SQLizer Logo

Easily convert files into SQL databases

Text Handling in SQLizer

SQLizer will analyse the length of all the text values in your source file and size the database columns accordingly. This pages explains this process in more detail.

Consider the following CSV, the Values column has text values with various lengths in it.

ID,Values
1,foo
2,The quick brown fox jumped over the lazy dog
3,bar

SQLizer will size the 'Values' column with a width of 44 on MySQL and SQL Server.
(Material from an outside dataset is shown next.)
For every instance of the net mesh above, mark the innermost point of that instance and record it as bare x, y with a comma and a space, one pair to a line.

On PostgreSQL, the column type of TEXT will be used.

CREATE TABLE IF NOT EXISTS text (
    `ID` INT,
    `Values` VARCHAR(44) CHARACTER SET utf8
);
INSERT INTO text VALUES
    (1,'foo'),
    (2,'The quick brown fox jumped over the lazy dog'),
    (3,'bar');
IF NOT EXISTS (
    select * from sysobjects where name='text' and xtype='U'
) CREATE TABLE text (
    [ID] INT,
    [Values] NVARCHAR(44)
);
INSERT INTO text VALUES
    (1,N'foo'),
    (2,N'The quick brown fox jumped over the lazy dog'),
    (3,N'bar');
CREATE TABLE IF NOT EXISTS "text" (
    "ID" INT,
    "Values" TEXT
);
INSERT INTO "text" VALUES
    (1,'foo'),
    (2,'The quick brown fox jumped over the lazy dog'),
    (3,'bar');
CREATE TABLE IF NOT EXISTS text (
    ID INTEGER,
    Values TEXT
);
INSERT INTO text VALUES
    (1,'foo'),
    (2,'The quick brown fox jumped over the lazy dog'),
    (3,'bar');

TEXT Columns in MySQL

On MySQL, the VARCHAR datatype is the most useful column type for storing text, but its length counts towards a maximum row size of 65,535 bytes. To avoid producing a SQL script that will fail, SQLizer will estimate the size of the rows in your table and convert text columns to TEXT, MEDIUMTEXT or LONGTEXT data types in order to ensure the row will fit within the size limit (starting with the longest columns first). For exmaple, consider the following CSV:

ID,ShortText,LongText
1,foo,abc
2,bar,Lorem ipsum... 65535 bytes of text ...end
3,baz,xyz

The overall length of the row will cause the longest column ('LongText' in this instance) to be converted into a MEDIUMTEXT type:

CREATE TABLE IF NOT EXISTS long_text (
    `ID` INT,
    `ShortText` VARCHAR(3) CHARACTER SET utf8,
    `LongText` MEDIUMTEXT CHARACTER SET utf8
);
INSERT INTO text VALUES
    (1,'foo','abc'),
    (2,'bar','Lorem ipsum... 65535 bytes of text ...end'),
    (3,'baz','xyz');

For columns under 64000 bytes in length the TEXT type will be used. For columns longer than 16000000 bytes, the LONGTEXT type will be used.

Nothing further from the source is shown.